離婚のときに決まった親権者を、のちに他の一方の人に変更することができます。ただし、親権者を変更するときは、家庭裁判所に親権者変更の調停か審判を申し立てる必要があります。親権者変更の申し立てをすることができるのは子の親族ですので、たとえば、子の祖父母も申し立てることができます。
親権者が変更された場合は、戸籍も変更することになります。
調停成立や審判確定から10日以内に調停調書謄本や審判書謄本(確定証明書も)を市区町村役場に提出して届出を行います。
監護権者の変更は、父母の合意があれば、家庭裁判所に通すことなく話し合いだけで行うことができます。市区町村役場への届出も不要です。

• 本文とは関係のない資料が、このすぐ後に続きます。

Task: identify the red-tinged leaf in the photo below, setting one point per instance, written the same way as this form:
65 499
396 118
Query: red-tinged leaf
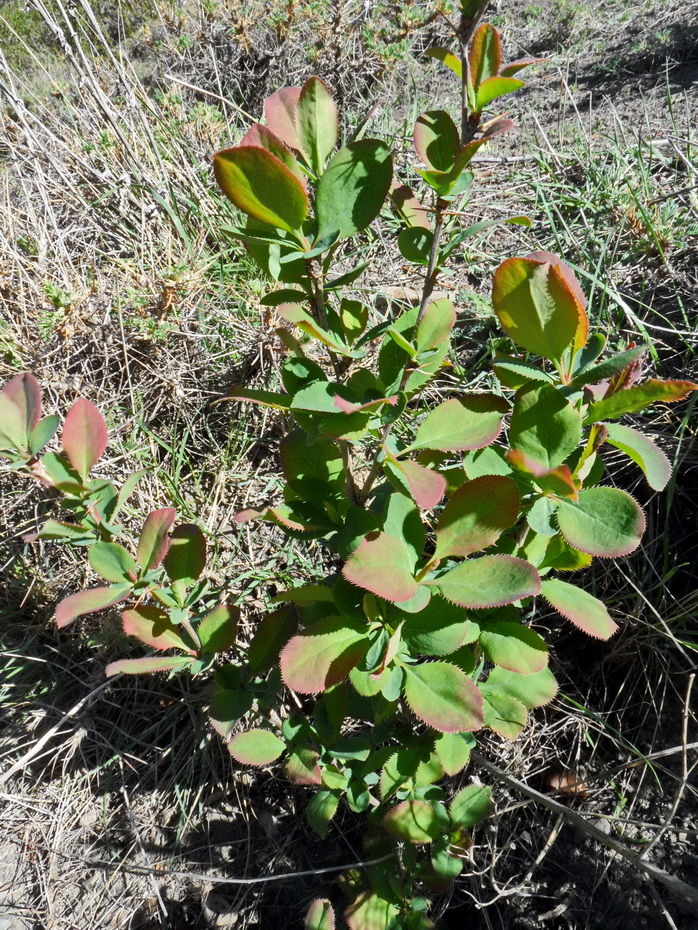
537 308
90 601
469 422
186 555
444 697
606 522
256 747
447 58
426 486
263 138
320 915
302 767
436 325
436 140
384 565
409 208
146 666
581 608
153 627
346 406
476 516
491 581
514 647
415 821
154 541
317 123
495 87
261 185
20 411
485 55
84 436
370 912
515 66
323 654
218 630
643 451
636 398
281 111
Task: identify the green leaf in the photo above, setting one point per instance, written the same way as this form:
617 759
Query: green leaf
446 58
415 244
320 811
608 368
436 140
495 87
261 186
606 522
514 647
271 635
439 628
43 432
112 562
468 422
453 751
352 190
20 410
370 912
154 541
444 697
544 425
485 55
256 747
476 516
416 821
90 601
537 307
643 451
490 581
317 124
152 626
84 436
313 470
384 565
218 630
471 805
531 690
581 608
323 654
636 398
320 915
503 714
146 666
186 555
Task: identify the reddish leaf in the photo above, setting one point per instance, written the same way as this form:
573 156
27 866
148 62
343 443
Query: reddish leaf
324 654
583 609
384 565
154 541
427 486
476 516
85 436
152 626
263 138
281 111
90 601
146 665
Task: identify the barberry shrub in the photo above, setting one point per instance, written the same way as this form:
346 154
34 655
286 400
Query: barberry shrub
447 525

話し合いがまとまらない場合は、家庭裁判所に監護者変更の調停か審判を申し立てることになります。
ともに、子の利益のため必要があると認めるとき という要件があります。
親権者が親権を濫用したり、著しく不行跡である場合、子の親族、検察官や児童相談所長は、家庭裁判所に親権喪失宣告を申し立てることができ、申し立てが認められると親権喪失が宣告されます。
たとえば、子に対する日常的虐待が加えられていたことを理由に親権喪失が宣告されたケースがあります。なお、親権の喪失が認められたとしても、もう一方の親が自動的に親権者になるのではありません。もし、親権者となることを希望するなら、家庭裁判所に親権者変更の申し立てをすることになります。